North Korean hackers use AI deepfake video calls to attack cryptocurrency practitioners
Jan 27, 2026 10:46:57
Hacker groups associated with North Korea are continuously upgrading their attack methods against individuals in the cryptocurrency industry. They are using AI-generated deepfake video calls to impersonate people familiar to or trusted by the victims, enticing them to install malware.

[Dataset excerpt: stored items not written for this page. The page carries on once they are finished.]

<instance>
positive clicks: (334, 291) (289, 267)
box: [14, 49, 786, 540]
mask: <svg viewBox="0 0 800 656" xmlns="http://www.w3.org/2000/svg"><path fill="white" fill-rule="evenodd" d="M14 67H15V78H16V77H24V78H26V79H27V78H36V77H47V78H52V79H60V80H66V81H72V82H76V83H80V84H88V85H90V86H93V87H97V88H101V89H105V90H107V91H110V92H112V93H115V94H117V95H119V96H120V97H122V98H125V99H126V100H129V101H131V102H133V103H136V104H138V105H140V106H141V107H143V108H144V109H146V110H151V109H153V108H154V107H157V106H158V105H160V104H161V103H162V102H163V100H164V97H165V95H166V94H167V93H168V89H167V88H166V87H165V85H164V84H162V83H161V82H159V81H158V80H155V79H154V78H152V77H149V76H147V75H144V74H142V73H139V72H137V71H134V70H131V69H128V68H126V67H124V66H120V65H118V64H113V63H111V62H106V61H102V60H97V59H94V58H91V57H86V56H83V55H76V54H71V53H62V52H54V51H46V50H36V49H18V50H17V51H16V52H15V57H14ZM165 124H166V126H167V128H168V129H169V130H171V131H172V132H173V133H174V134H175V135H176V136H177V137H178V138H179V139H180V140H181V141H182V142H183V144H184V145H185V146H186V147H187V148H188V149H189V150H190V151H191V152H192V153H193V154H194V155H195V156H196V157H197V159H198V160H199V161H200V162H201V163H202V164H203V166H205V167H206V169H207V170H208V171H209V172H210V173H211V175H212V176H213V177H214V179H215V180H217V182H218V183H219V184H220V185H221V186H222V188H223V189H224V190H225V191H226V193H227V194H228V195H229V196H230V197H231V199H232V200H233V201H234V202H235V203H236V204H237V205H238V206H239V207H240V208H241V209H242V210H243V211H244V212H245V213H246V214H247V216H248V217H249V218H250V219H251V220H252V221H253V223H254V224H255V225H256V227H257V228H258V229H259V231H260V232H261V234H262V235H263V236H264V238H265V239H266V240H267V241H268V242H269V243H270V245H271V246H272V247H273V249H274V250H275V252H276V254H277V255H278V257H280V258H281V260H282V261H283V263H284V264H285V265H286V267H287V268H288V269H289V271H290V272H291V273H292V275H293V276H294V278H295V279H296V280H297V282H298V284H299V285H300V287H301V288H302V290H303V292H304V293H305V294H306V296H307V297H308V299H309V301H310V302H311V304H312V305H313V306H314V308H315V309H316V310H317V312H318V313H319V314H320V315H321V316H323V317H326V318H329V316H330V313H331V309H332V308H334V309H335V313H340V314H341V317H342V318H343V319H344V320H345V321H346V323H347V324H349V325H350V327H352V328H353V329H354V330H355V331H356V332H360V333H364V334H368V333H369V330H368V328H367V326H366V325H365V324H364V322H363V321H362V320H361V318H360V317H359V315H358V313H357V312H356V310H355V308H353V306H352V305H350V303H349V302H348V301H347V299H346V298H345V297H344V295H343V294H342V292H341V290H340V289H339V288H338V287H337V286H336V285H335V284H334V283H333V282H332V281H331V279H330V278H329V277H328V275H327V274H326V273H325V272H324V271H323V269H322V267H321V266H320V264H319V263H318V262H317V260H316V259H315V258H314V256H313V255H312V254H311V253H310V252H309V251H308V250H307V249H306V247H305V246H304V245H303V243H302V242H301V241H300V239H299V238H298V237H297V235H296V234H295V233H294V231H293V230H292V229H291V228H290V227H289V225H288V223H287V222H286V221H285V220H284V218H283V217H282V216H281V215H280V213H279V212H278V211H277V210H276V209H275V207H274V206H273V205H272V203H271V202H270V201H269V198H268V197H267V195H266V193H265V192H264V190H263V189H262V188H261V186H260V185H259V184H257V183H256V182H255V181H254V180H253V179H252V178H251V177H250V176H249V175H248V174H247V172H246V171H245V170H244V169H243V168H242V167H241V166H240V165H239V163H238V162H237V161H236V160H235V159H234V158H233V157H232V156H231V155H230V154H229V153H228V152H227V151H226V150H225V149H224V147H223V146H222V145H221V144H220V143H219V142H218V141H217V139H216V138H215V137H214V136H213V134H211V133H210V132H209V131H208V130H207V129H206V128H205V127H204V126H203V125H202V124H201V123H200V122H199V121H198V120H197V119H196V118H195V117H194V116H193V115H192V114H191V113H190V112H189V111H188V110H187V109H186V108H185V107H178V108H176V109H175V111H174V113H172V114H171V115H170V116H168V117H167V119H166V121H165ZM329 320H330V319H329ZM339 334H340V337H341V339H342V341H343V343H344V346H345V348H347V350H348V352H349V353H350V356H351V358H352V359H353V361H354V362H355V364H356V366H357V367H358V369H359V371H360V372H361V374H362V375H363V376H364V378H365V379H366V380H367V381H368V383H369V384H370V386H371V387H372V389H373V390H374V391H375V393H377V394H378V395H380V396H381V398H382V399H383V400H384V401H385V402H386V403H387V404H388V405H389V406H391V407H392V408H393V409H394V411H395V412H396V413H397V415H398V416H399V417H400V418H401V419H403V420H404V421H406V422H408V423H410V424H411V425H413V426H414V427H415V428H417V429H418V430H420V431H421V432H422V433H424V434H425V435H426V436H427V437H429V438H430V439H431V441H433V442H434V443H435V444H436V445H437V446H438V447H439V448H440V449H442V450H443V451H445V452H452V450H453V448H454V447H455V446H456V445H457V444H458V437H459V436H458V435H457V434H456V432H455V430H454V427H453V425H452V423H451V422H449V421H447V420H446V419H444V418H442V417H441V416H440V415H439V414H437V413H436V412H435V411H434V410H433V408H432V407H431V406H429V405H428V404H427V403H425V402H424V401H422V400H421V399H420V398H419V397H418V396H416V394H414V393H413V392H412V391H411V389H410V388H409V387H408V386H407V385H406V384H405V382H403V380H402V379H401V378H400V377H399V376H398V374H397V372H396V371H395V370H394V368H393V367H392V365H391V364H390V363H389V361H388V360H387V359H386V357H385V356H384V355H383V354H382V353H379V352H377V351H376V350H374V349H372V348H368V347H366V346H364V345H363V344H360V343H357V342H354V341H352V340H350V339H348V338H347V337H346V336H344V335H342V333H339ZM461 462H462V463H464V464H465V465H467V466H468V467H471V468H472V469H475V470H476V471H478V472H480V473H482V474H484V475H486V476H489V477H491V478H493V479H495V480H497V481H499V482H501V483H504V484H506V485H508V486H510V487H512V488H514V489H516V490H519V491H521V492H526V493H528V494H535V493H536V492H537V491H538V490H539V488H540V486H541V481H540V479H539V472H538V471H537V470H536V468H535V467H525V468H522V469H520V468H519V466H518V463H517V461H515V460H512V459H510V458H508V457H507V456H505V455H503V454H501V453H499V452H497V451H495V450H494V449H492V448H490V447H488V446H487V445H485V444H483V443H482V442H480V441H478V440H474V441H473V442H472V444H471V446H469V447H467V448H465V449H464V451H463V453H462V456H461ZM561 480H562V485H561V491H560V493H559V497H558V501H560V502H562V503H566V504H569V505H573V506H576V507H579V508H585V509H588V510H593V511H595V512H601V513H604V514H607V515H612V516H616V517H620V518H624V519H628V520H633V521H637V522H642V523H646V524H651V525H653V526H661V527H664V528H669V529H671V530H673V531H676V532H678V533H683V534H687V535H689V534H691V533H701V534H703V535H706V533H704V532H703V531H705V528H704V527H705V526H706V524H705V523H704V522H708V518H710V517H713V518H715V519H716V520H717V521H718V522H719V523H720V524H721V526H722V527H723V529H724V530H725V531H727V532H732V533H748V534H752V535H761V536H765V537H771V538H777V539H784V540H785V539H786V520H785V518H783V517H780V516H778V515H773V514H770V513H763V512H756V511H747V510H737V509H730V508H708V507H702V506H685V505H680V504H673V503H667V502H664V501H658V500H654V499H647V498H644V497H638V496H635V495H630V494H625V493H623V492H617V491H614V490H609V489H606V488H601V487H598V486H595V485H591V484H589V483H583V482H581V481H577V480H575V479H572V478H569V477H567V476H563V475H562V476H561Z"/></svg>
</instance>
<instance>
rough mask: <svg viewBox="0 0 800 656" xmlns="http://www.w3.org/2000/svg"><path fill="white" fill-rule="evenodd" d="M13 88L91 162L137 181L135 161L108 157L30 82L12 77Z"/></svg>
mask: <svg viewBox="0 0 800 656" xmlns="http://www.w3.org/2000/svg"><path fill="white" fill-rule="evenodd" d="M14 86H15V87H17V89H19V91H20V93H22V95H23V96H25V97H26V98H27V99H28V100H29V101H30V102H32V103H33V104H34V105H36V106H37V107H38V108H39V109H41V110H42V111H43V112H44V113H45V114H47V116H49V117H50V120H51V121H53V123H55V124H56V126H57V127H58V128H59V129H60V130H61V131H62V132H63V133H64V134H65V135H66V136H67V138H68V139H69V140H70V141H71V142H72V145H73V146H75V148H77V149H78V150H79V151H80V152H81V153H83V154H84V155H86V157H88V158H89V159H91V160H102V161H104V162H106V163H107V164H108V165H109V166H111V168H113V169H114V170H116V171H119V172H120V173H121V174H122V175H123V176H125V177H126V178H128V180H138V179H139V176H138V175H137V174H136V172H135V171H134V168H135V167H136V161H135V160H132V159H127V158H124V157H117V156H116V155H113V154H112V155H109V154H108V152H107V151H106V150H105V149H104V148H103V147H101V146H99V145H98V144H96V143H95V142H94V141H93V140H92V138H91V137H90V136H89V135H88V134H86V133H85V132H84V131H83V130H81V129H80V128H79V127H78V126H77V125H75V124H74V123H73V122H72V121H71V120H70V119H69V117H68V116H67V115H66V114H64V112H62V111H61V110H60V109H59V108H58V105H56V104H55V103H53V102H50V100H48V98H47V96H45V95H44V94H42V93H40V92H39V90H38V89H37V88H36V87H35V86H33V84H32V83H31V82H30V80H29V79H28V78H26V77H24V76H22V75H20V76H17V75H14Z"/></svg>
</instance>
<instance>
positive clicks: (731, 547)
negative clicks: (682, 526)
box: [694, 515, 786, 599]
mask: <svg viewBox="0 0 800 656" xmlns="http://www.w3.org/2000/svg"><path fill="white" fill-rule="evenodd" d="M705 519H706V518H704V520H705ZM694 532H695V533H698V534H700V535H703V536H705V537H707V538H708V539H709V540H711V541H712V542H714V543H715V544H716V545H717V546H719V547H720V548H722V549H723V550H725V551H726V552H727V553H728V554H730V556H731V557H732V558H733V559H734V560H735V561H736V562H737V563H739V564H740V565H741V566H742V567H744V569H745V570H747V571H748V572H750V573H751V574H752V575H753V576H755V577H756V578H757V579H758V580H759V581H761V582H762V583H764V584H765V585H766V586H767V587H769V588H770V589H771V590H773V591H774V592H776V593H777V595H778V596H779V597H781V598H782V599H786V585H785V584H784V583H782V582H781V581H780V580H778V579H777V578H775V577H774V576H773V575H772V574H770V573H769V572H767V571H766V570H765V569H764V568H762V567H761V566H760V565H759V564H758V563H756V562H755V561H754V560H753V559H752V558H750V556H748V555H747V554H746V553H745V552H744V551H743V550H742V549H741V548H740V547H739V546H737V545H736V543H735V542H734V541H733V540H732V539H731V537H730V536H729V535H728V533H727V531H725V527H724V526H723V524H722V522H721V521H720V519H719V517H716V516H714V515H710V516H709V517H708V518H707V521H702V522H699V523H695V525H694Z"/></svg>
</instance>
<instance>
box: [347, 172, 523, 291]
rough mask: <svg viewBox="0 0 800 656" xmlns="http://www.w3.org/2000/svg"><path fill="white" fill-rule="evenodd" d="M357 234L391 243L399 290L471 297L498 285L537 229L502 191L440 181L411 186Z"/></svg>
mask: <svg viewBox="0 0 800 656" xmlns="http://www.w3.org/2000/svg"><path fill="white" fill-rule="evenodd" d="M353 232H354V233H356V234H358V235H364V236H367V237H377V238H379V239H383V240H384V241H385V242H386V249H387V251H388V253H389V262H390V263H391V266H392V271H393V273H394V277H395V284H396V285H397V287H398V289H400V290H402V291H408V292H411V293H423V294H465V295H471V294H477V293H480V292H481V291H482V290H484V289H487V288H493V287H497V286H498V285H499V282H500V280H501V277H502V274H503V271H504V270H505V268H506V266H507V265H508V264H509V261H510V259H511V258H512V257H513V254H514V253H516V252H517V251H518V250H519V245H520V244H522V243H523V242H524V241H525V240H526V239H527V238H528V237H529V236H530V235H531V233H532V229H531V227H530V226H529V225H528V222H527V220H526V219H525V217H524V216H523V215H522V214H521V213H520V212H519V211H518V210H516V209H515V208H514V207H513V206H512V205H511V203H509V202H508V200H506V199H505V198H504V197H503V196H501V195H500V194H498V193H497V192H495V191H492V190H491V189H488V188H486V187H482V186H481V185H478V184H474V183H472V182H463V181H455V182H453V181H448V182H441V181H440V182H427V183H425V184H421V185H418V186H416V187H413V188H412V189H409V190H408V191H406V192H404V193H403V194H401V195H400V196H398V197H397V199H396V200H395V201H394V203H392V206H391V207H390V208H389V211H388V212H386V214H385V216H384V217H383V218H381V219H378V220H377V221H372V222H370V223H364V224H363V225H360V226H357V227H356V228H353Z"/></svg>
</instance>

Martin Kuchař, co-founder of BTC Prague, revealed that attackers initiate video calls using compromised Telegram accounts and lure victims into installing malicious software disguised as a plugin under the pretext of "fixing Zoom audio issues," thereby gaining complete control over the devices. Security research firm Huntress pointed out that this attack pattern is highly consistent with previous disclosures regarding actions against cryptocurrency developers. The malicious scripts can execute multi-stage infections on macOS devices, including implanting backdoors, logging keystrokes, stealing clipboard content, and accessing cryptocurrency wallet assets.
Researchers have strongly attributed this series of attacks to the North Korean state-sponsored hacker group Lazarus Group (also known as BlueNoroff). The information security head of blockchain security company SlowMist stated that such attacks exhibit clear reuse characteristics across different operations, targeting specific wallets and cryptocurrency professionals. Analysts believe that as deepfake and voice cloning technologies become more widespread, images and videos are increasingly difficult to serve as reliable evidence of identity authenticity. The cryptocurrency industry needs to remain vigilant and strengthen multi-factor authentication and security measures.